例えばトラックやバスといった、長距離で決まった場所を行き来する場合には、FCV。
おもに近距離の移動に使用する、小型車や1人乗りのパーソナルモビリティには、EV。

それらの中間には、燃料補給がしやすく、なおかつ環境に配慮した、HVやPHV。 時代のニーズによってこうした棲み分けは変化しつつも今後数十年かけ、動力源は様々な用途に応じて「多様化」が進むと予測される。

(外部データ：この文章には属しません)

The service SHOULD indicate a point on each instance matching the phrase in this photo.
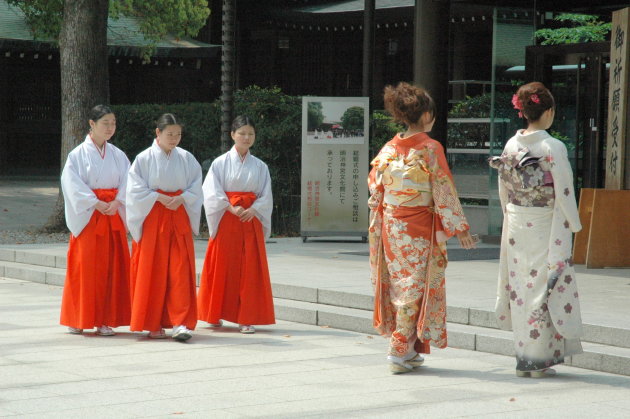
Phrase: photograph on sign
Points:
(335, 122)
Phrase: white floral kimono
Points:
(537, 294)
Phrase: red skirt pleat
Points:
(96, 289)
(163, 289)
(235, 284)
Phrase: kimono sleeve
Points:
(140, 198)
(123, 165)
(264, 202)
(215, 201)
(193, 194)
(77, 194)
(445, 198)
(563, 184)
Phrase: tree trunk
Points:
(84, 78)
(227, 73)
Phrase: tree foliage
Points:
(156, 18)
(315, 116)
(353, 118)
(581, 28)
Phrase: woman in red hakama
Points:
(235, 284)
(165, 198)
(96, 289)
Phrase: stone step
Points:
(595, 357)
(352, 311)
(600, 334)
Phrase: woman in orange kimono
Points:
(234, 284)
(163, 212)
(414, 209)
(96, 289)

そして今、Aisanがすべきことは、あらゆる動力源のクルマを、より環境にやさしいクルマにしていくこと。
少しでもエネルギー消費量を低減し、環境へのインパクトを抑える。
クルマが、人や自然環境と共存できるようサポートする存在
―それが我々のめざす姿である。

世界のパワートレイン別の新車販売将来予測

電気

電気を動力源としモータによって駆動するEV(電気自動車)。従来は製品のアクチュエータ駆動用に利用されてきたAisanのモータ制御技術が、このEVの環境負荷低減に、大いに実力を発揮する。モータを適切に制御することが、ガソリン車で言う燃費向上と同じように、EVの消費電力の抑制を可能にするのだ。また、充電時や高出力回転時にモータなどの適切な冷却を行う「熱マネジメント」も、EVの性能向上において重要である。Aisanは、流体制御技術を活かし、電動ウォータポンプでこれを実現。今後もさらなるニーズの高まりが予測される。

水素(燃料電池)

FCV(燃料電池車)は車載タンクの水素と空気中の酸素を反応させて電気を起こし、水を排出する。その際に必要となる水素インジェクタは、Aisanがガソリン車用をベースに、水素環境での信頼性を確保できるように進化させた、流体制御技術の結晶。水素の圧力・流量を制御して適切に酸素と反応させることで、燃料である水素の消費量抑制を果たす。Aisanの水素インジェクタは、すでにMIRAIやトヨタL&Fフォークリフト、東京の都営バスに搭載されている。

ガソリン・その他燃料

ガソリン車に求められるのは、さらなる排出ガスのクリーン化や燃費の向上である。排出ガスに関しては、排気を再循環させエンジンに戻すことで窒素酸化物の排出量を低減するEGRバルブや、燃料蒸発ガスの排出を防止するキャニスタなどの製品を手がけている。排出ガスの方が外気より清浄な空気になることも、誇張ではなく現実である。燃費に関しては、自動車用ガソリンエンジンの熱効率が35~40%と言われる中、燃料ポンプモジュールやEGRバルブなどの進化により50%を目標とした熱エネルギー損失低減に取り組んでいる。これらの技術は、ガス燃料やエタノール、バイオ燃料にも応用が可能だ。